Industrial Perspective:
ChemPartner’s “Turnkey” Logic and Organoid Strategy
Hu Ruilian, Chairman of WisePharm, recalled that the company had already recognized the potential of organoids as early as ten years ago when investing in 3D bioreactors in the United States. Since 2021, the team has systematically evaluated organoid technology groups both domestically and internationally, ultimately choosing to engage in in-depth collaboration with Professor Wang Yunfang’s team at Beijing Tsinghua Changgung Hospital.
“Previously, clients were hesitant and indifferent toward AI and organoids, but inquiries have surged from last year to this year.” Hu Ruilian observed that clients are no longer satisfied with fragmented, single-item services; instead, they are proactively requesting the inclusion of organoid modules within “turnkey” R&D service packages to enhance PCC quality, IND approval success rates, and subsequent clinical translation efficiency.
Xu Yuzhou, Senior Director at Shanghai ChemPartner, further elaborated: The core value of organoids lies in“human relevance”In the field of non-oncology diseases (autoimmune, metabolic, and CNS), there is a significant genetic disparity between animal models and humans, often leading to substantial translational gaps in clinical applications.

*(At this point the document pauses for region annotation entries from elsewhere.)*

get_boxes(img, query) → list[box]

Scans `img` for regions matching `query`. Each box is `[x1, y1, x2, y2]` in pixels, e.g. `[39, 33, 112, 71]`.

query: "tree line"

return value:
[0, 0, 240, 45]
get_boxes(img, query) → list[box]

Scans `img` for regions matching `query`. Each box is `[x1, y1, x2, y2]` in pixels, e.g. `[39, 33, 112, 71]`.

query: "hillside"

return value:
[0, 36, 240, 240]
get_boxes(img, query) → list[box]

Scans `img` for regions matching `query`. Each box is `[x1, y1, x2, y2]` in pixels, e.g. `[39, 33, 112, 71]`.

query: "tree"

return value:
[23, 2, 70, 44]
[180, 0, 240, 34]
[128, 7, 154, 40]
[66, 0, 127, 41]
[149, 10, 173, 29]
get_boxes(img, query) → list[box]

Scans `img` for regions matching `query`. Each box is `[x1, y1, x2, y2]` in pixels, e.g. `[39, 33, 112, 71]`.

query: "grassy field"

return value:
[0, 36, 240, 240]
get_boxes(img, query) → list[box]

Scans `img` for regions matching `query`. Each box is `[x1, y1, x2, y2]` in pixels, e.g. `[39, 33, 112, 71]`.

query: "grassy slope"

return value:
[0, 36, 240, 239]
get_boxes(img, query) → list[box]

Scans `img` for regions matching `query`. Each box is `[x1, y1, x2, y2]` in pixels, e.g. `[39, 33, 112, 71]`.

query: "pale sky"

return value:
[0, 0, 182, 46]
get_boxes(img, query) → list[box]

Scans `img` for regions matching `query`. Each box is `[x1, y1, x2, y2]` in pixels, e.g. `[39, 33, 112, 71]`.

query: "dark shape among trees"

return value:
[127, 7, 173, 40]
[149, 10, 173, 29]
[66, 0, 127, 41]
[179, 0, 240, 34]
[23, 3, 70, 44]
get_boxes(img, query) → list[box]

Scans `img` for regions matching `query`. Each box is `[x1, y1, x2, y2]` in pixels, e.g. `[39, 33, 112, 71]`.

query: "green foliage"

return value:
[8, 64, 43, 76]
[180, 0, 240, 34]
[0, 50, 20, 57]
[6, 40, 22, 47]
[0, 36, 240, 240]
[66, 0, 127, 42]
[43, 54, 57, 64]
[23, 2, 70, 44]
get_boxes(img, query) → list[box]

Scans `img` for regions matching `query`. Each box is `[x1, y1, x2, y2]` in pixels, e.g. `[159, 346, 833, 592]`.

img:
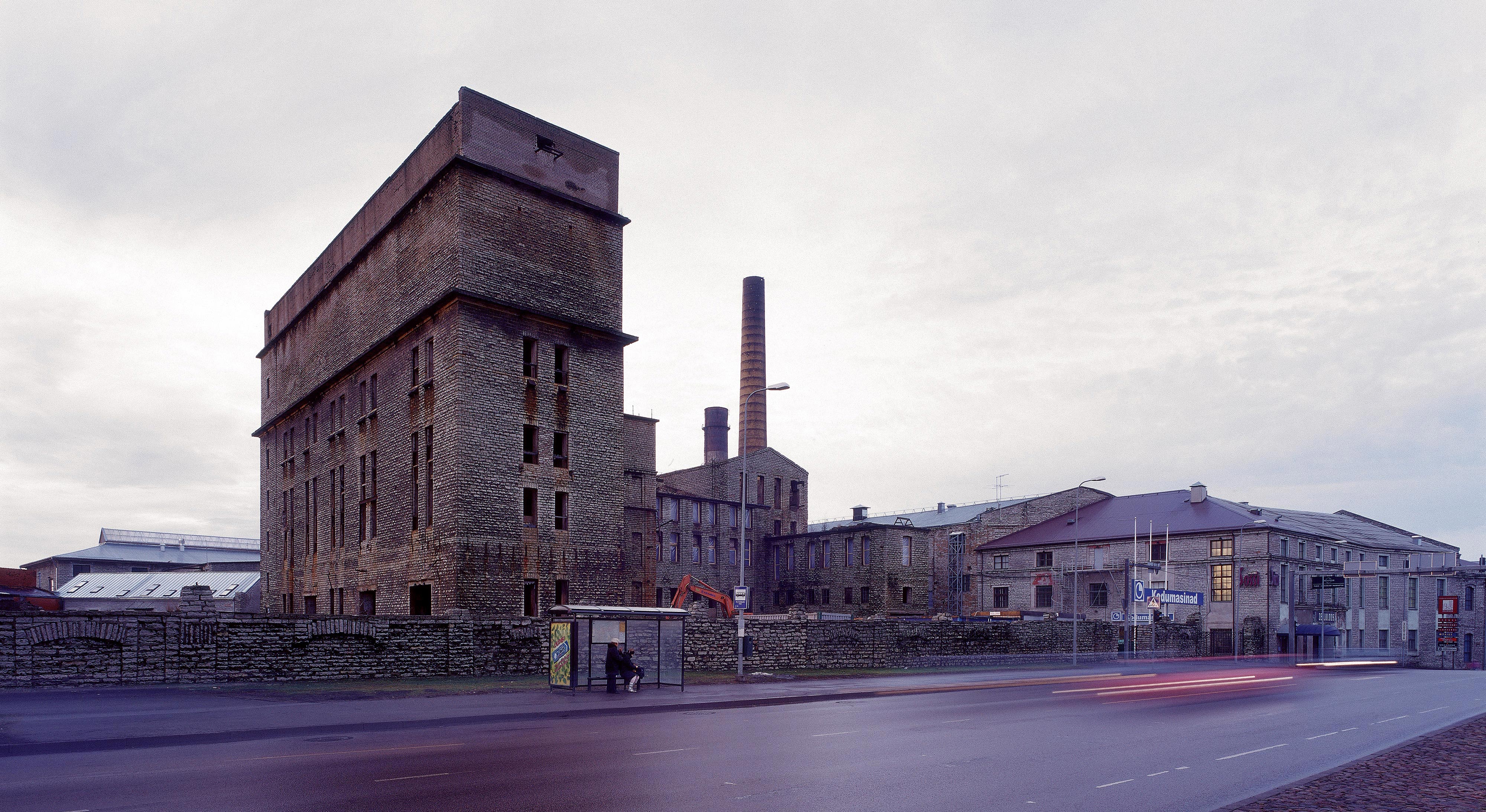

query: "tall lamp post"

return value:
[1073, 476, 1104, 665]
[734, 383, 789, 680]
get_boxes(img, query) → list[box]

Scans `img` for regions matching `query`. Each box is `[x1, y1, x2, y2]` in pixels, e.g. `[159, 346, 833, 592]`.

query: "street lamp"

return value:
[1073, 476, 1104, 665]
[733, 383, 789, 680]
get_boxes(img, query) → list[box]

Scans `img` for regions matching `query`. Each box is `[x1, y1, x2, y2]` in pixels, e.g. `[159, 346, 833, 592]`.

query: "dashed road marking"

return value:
[1213, 744, 1285, 762]
[229, 742, 464, 762]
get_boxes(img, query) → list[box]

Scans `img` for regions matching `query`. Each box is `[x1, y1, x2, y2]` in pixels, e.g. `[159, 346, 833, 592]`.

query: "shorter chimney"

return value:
[701, 407, 728, 463]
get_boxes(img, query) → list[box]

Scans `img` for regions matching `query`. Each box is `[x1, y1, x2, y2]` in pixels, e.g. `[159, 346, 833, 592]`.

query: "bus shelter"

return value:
[547, 604, 687, 692]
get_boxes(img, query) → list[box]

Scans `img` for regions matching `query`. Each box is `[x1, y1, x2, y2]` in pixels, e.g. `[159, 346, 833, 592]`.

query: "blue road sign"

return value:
[1152, 589, 1205, 606]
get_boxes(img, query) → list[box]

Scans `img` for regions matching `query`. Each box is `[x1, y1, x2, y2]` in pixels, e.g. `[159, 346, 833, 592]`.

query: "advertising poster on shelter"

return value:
[547, 623, 572, 687]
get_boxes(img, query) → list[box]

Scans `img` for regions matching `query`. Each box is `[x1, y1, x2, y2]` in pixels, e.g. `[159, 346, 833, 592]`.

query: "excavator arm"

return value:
[670, 574, 733, 617]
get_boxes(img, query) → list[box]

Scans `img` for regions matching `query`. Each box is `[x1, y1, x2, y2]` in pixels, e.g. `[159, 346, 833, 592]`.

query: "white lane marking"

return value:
[1213, 744, 1284, 762]
[227, 742, 464, 762]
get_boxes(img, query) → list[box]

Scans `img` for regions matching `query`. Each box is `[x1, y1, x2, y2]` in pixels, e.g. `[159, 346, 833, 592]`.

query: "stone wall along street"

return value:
[0, 586, 1201, 687]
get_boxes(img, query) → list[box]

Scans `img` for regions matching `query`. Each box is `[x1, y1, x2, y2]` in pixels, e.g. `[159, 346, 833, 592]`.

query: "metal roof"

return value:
[1250, 508, 1459, 552]
[98, 527, 259, 549]
[551, 603, 691, 617]
[808, 496, 1036, 533]
[975, 490, 1337, 551]
[56, 573, 260, 600]
[976, 490, 1456, 552]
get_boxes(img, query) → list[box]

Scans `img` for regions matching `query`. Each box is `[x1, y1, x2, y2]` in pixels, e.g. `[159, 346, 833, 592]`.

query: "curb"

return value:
[0, 674, 1120, 759]
[1213, 711, 1486, 812]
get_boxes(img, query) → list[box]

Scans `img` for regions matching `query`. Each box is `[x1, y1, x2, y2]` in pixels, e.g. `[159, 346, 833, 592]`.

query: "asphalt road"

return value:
[0, 663, 1486, 812]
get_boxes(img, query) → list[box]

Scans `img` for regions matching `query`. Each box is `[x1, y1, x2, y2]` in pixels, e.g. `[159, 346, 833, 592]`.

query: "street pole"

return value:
[1073, 476, 1104, 665]
[733, 383, 789, 680]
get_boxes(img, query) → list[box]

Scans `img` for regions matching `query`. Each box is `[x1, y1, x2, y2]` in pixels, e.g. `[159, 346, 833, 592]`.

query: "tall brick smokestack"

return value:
[701, 407, 728, 462]
[739, 276, 768, 454]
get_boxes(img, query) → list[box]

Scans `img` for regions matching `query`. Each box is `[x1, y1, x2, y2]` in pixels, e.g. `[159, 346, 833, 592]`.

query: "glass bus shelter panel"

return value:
[657, 620, 685, 686]
[588, 617, 626, 683]
[572, 619, 588, 687]
[627, 620, 660, 684]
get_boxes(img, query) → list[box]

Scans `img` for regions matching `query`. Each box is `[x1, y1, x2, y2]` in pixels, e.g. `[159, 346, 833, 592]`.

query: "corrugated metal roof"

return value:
[22, 542, 260, 568]
[975, 490, 1336, 549]
[1236, 508, 1459, 552]
[98, 527, 259, 549]
[56, 573, 260, 600]
[810, 496, 1036, 533]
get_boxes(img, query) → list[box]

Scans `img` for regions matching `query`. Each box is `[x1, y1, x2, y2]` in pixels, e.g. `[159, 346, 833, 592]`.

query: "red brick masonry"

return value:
[1230, 715, 1486, 812]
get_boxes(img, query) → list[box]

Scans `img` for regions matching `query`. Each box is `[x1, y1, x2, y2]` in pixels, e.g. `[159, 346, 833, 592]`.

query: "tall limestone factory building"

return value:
[254, 89, 639, 614]
[254, 89, 808, 614]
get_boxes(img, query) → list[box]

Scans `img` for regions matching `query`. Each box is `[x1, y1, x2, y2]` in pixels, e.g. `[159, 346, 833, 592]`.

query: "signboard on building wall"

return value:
[1150, 589, 1207, 606]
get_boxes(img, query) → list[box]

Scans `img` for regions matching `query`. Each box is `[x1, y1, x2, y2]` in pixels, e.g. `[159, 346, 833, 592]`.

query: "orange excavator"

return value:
[670, 574, 733, 617]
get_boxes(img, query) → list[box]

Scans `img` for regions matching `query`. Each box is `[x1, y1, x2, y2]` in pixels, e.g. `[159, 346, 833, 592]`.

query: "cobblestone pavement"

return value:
[1230, 715, 1486, 812]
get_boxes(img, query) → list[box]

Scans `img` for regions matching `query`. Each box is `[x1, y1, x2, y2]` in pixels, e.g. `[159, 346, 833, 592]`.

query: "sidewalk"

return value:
[1224, 715, 1486, 812]
[0, 663, 1149, 757]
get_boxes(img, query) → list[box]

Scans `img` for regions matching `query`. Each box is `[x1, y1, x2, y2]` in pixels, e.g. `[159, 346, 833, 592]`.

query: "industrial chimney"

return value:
[739, 276, 768, 454]
[701, 407, 728, 463]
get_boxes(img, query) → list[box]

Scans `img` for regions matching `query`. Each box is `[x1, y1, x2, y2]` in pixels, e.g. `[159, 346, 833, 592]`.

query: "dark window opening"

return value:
[1089, 583, 1110, 607]
[522, 426, 536, 464]
[522, 488, 536, 527]
[407, 583, 434, 614]
[553, 345, 568, 386]
[522, 579, 536, 617]
[522, 339, 536, 379]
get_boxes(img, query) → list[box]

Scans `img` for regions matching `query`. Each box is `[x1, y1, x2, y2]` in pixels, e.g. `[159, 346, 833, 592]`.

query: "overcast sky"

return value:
[0, 1, 1486, 565]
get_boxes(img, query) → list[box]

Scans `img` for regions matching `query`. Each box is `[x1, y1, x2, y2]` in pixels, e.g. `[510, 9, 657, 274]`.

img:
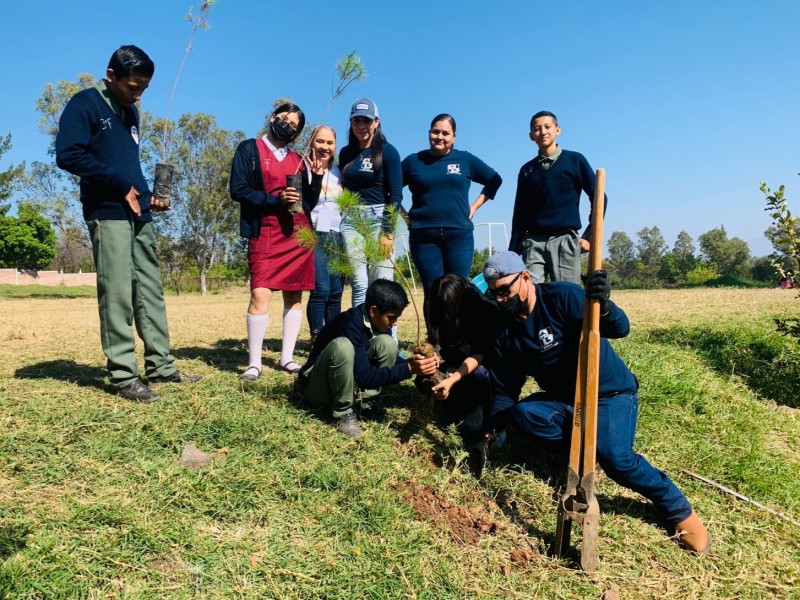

Organoids effectively bridge the gap between cell-based assays and animal studies, offering particular value in predicting hepatotoxicity, cardiotoxicity, and other adverse effects.
Xu Yuzhou revealed that Ruizhi is engaging in comprehensive collaboration with upstream (culture media, Matrigel), midstream (chips, 3D printing), and downstream (developers of various organoid models) segments of the industry chain to construct a standardized and implementable evaluation system for organoids. “What we aim to do is to begin with the end in mind, reverse-engineering model development from the genuine needs of the industrial sector, rather than developing organoids for their own sake.”
As the FDA sounds the policy clarion call, as the Center for Drug Evaluation (CDE) begins to lay out methodological validation frameworks for organoids, and as the closed-loop iteration between AI and organoids successfully establishes its first clinical pipeline, this transformation is no longer a multiple-choice question of “whether to do it,” but an imperative question of “how to do it faster, more standardized, and more effectively.”
From Professor Wang Yunfang’s “full-lifecycle companion diagnostics and treatment,” to SIGNET’s “AI + organoid closed-loop drug development,” to ChemPartner’s “comprehensive empowerment”—Chinese forces are defining their own rules on this new track.
Say goodbye to blind trend-following and embrace fundamental innovation. The integration of organoids and AI is not merely a tool upgrade, but a revolution in the “truth-seeking” paradigm of drug development. It enables new drugs to be validated at earlier stages, using models that more closely mimic human physiology, and at lower costs, ultimately making the promise of “bringing hope to life sooner” a reality rather than just a slogan.